Valor educativo del juguete: El objetivo es canalizar la energía que el niño
despliega para incrementar y fomentar el desarrollo de sus habilidades y
destrezas.
Reglas de oro:
Aliente y valorice el juego que es adecuado para la edad e intereses y
necesidades individuales de los niños.
Ayude a que los niños incorporen en el juego el contenido obtenido de sus
propias experiencias.
El juego de los niños generalmente es más creativo y se basa menos en la
imitación cuando surge de sus experiencias diarias. Por ejemplo, si uno les da
cajas de comida vacías y una caja registradora de juguete después de ir al
supermercado, puede ayudar a que los niños comiencen a recrear su experiencia en
el juego.
Observe a los niños mientras juegan para ver qué están haciendo y qué les
interesa.
Los juguetes se pueden utilizar de varias formas habitualmente para promover el
juego más valioso. Otorgan a los niños muchas oportunidades para inventar nuevos
usos a lo largo del tiempo. Demasiados juguetes o el tener constantemente
juguetes nuevos pueden evitar que los niños hagan esto.
Intente que el niño tenga tiempos de juego regulares, ininterrumpidos. No
importa si el tiempo de juego es tres o cinco veces a la semana, después del
desayuno o antes de ir a la cama, esto les indica a los niños que jugar es
importante y valioso. También les ayuda a desarrollar habilidades que
necesitarán en el tiempo para compenetrarse en juegos significativos y
satisfactorios. Para los niños que son muy dependientes de la televisión,
desarrolle esta rutina gradualmente y ayude a los niños a pensar cómo comenzar
su juego.
Organizar los juguetes para que los niños puedan ver fácilmente qué tienen,
conseguir lo que ellos quieren y guardarlos puede ayudarlos a convertirse en
jugadores independientes e ingeniosos. Colocar los juguetes en estantes bien
marcados (con dibujos) que estén al alcance de los niños.
Cuando los niños se enganchan en juegos violentos, imitando lo que les muestran
los programas de TV o las películas (o utilizan los juguetes relacionados con
los mismos), ayúdelos a incorporar en el juego sus propias ideas, creatividad e
imaginación. No todos los adultos piensan igual acerca de este tipo de juego.

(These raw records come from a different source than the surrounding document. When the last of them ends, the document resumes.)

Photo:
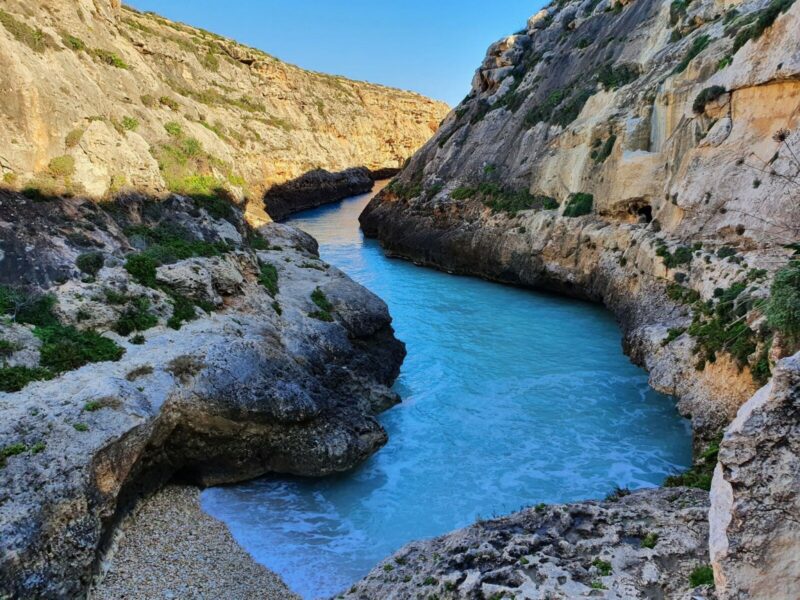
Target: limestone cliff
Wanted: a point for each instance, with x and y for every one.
(97, 98)
(144, 340)
(644, 155)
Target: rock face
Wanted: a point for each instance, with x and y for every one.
(644, 545)
(279, 367)
(95, 87)
(755, 515)
(644, 155)
(609, 152)
(315, 189)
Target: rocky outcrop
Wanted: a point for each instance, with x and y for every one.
(315, 189)
(227, 354)
(644, 155)
(645, 545)
(603, 156)
(755, 515)
(98, 99)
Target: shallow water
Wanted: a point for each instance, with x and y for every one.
(511, 398)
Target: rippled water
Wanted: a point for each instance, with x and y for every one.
(511, 398)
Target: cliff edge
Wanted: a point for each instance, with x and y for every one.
(99, 98)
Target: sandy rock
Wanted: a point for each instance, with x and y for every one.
(190, 278)
(258, 386)
(240, 104)
(755, 512)
(168, 547)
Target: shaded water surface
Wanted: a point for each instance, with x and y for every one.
(511, 398)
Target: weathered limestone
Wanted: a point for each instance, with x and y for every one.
(689, 199)
(263, 121)
(755, 511)
(257, 385)
(640, 546)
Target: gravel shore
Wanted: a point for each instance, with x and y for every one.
(169, 548)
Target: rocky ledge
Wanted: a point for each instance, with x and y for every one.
(314, 189)
(645, 545)
(162, 340)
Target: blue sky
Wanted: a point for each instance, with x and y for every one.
(429, 46)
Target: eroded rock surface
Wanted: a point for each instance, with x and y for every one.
(257, 378)
(755, 515)
(645, 545)
(641, 154)
(606, 152)
(315, 189)
(112, 94)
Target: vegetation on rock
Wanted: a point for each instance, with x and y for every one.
(578, 205)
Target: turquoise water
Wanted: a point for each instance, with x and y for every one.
(511, 398)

Algunos intentan prohibirlos, otros adoptan un enfoque de no intervención. La
mayoría de los niños, especialmente los varones, lo intentan de alguna manera.
Independientemente de cómo vean los adultos este tipo de juego, cuanto más
puedan ayudar a que el juego de los niños sea creativo, menos violento será.
Realice elecciones cuidadosas acerca de la función que tienen los medios de
comunicación en las vidas de sus hijos. La calidad y cantidad de lo que ven los
niños en los medios puede tener un impacto enorme en sus juegos. La televisión
quita tiempo para las actividades de juego. El contenido de los medios tiene una
gran influencia en el juego. Por lo tanto, intente desempeñar un rol activo en
la administración de los medios en la vida de los niños; por ejemplo, desarrolle
reglas de horarios y contenidos de la televisión.
Aunque en la actualidad uno de los mayores contratiempos sea la falta de tiempo,
los padres y docentes deben ejercer un rol más activo y deliberado para
garantizar que el juego de los niños satisfaga sus necesidades. Así los niños
demostrarán niveles crecientes de independencia, ingenio y competencia como
resultado del juego creativo.
Eligiendo juguetes:
Elegirlos de manera cuidadosa.
No dejarse llevar por el bombardeo publicitario y ceñirse a las necesidades
reales del niño.
Informarse de los juguetes en función de su utilidad y de su poder de estímulo.
Ver los juguetes y cerciorarse de su calidad.
No inundar al niño con una gran cantidad de juguetes en una época del año.
Optar por juguetes no bélicos, pero sin prohibirlos directamente.